Foto: Iko Freese
Carl Hegemann: Das Recht auf Flucht
Eben mal zwischen Volksbühnenabwicklung, Dernierenmarathon, dem großen Abschiedsfest auf der Rosa-Luxemburg-Straße und der letzten Gastspielreise nach Avignon den idealen Staat entwerfen? Für «Theater heute»? Auf nicht mehr als zwei bis drei Manuskriptblatt? Kein Problem: Dem Dramaturg in seiner berufsbedingten Vermessenheit ist nichts zu schwer, und diese Aufgabe gehört bei der Vielfalt seiner Tätigkeiten vielleicht noch zu den leichteren.
Den idealen Staat gibt es nämlich schon. Man findet ihn im Bienenstock oder im Ameisenhaufen.

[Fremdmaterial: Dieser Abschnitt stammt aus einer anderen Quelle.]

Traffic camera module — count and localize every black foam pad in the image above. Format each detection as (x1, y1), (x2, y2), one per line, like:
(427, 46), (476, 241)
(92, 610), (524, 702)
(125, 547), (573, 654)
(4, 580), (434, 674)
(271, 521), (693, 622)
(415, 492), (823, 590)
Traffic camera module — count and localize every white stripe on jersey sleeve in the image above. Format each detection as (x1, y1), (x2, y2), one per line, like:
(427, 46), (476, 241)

Da läuft’s doch. Alles ist perfekt geregelt und greift ineinander wie in einer gut geölten Maschine. Und alle menschlichen Entwürfe eines idealen Staats laufen auf eine solche maschinelle Konstruktion heraus. Friedrich Hölderlin, der nebenbei auch ein tiefschürfender Staatstheoretiker war, behauptete allerdings, dass man von einer Maschine keine Idee haben kann und vom Staat also genauso wenig. «Denn nur, was Gegenstand der Freiheit ist, heißt Idee», schreibt er mit Hegel im «ältesten Systemprogramm». Und Maschinen, die sich ja grundsätzlich durch Berechenbarkeit definieren und zuverlässige Erwartbarkeiten produzieren, schließen genau deshalb jede ...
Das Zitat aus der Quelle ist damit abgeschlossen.